Let's! | ナノ

なんとかあのプリントの山も無くなり家へ帰ることが出来た。真っ暗な夜道は正直怖かったけど、途中まで狩屋くんと一緒だったしバイバイしたあと全速力で家まで走ったので何事もなかった。狩屋くんがぶっきらぼうに送ってくって言ってくれたけど、抱きしめちゃったり泣いちゃったりで恥ずかしかったのか断った。それは狩屋くんも同じだったみたいで、それ以上は何も言わずそれぞれの帰宅路へ別れていった。
家に着いても恥ずかしい気持ちは取れず、ご飯食べてお風呂入ってベットの中で一人悶々としていた。気付けば朝になってたけど。おはよう、とみんなに挨拶しながら教室に入れば狩屋くんが目に映る。ダメだ、また恥ずかしくなってきた。




「お、おはよう、狩屋くん」
「…おぅ」
「きっ昨日は大変だったね」
「そうだな…」
「終わってよかったね、」
「あぁ…」




何この感じ。どうして狩屋くんとこんな気まずい雰囲気で話さないといけないの!内心そう思っても昨日のことを思い出し、しどろもどろな会話になる。昨日のこと消えろ!頭にそう命令してももちろん消えるわけなかった。一回大きく息を吸って、吐こうとした時だった。




「神崎」
「っ、んん!?」
「うわ、何だよ!」
「狩屋、くんが、いきなり、話しかける、から…っ」




突如呼ばれた名前に息をつまらせた。さっきまでとは違った恥ずかしさを覚える。ああもう今日はダメだ。朝に見忘れた星占い絶対最下位だったんだろうな。




「で、何?」
「昨日どうだった?」
「きっ昨日てなに!!!」
「は?いやだから、怒られなかったのかって…」
「あ、あぁ、なるほど。ちょっとだけ怒られちゃった」
「ふーん、」
「携帯忘れた自分が悪いんだけどね」
「その通り」
「う、る、さ、い!」
「…あとさ、神崎」
「なにさ」




周りをキョロキョロと確認したあと、顔を私へ近づけてきた。いつもよりも少しトーンの落とした小さい声で、狩屋くんは話す。




「昨日のことは秘密だからな!」
「…え、」
「あんな恥ずかしいこと、誰かに知られたら…」
「知られたら?」
「絶対からかわれる。特に霧野先輩あたりに。」
「あー、はいはい。」
「誰にも話すなよ!絶対!」
「う、うん。私も話したくないし…。てゆーか」




昨日のこと思い出させないでよ!そう叫ぶ。だって、だってだってだって。いつもみたいに話せてると思った途端にこれだ。

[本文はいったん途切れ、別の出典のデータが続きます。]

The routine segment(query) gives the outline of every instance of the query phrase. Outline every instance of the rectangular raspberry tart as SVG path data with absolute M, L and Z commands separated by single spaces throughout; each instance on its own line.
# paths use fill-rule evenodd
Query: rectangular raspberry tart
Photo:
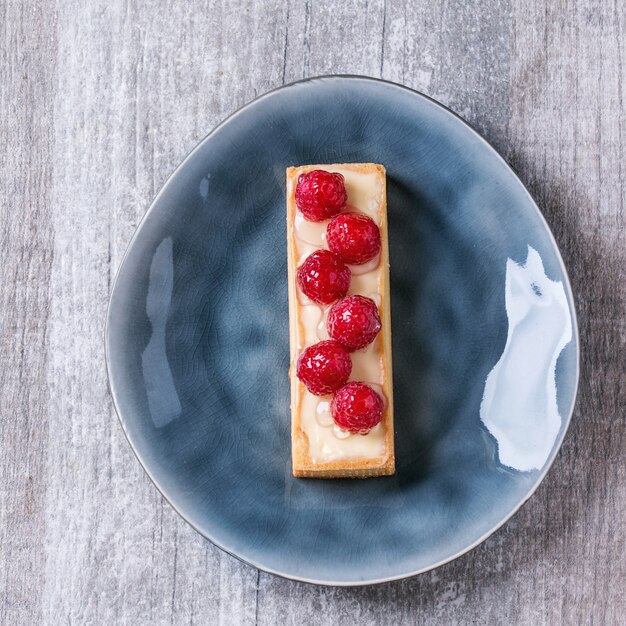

また蘇って恥ずかしくなったじゃんか。




「俺だって恥ずかしいっつーの!」
「じゃあ何でぶり返すの!」
「口止めの為だろ!」
「元から言う気なかったよ!」
「神崎が言う気なかったとか、分かるわけねぇだろ!」
「分かってよ!」
「お前は俺にエスパーにでもなれって言うのか!」




狩屋くんは怒った顔をしてるけど、なにしろ顔が赤いから迫力はまったくない。それは私も同じだろうけど。顔を隠そうと机に疼くまれば、冷たい感じが気持ちよかった。もう知らねーという狩屋くんの声を無視しながら、私が考えるのはここ最近なんだかおかしい自分のことだった。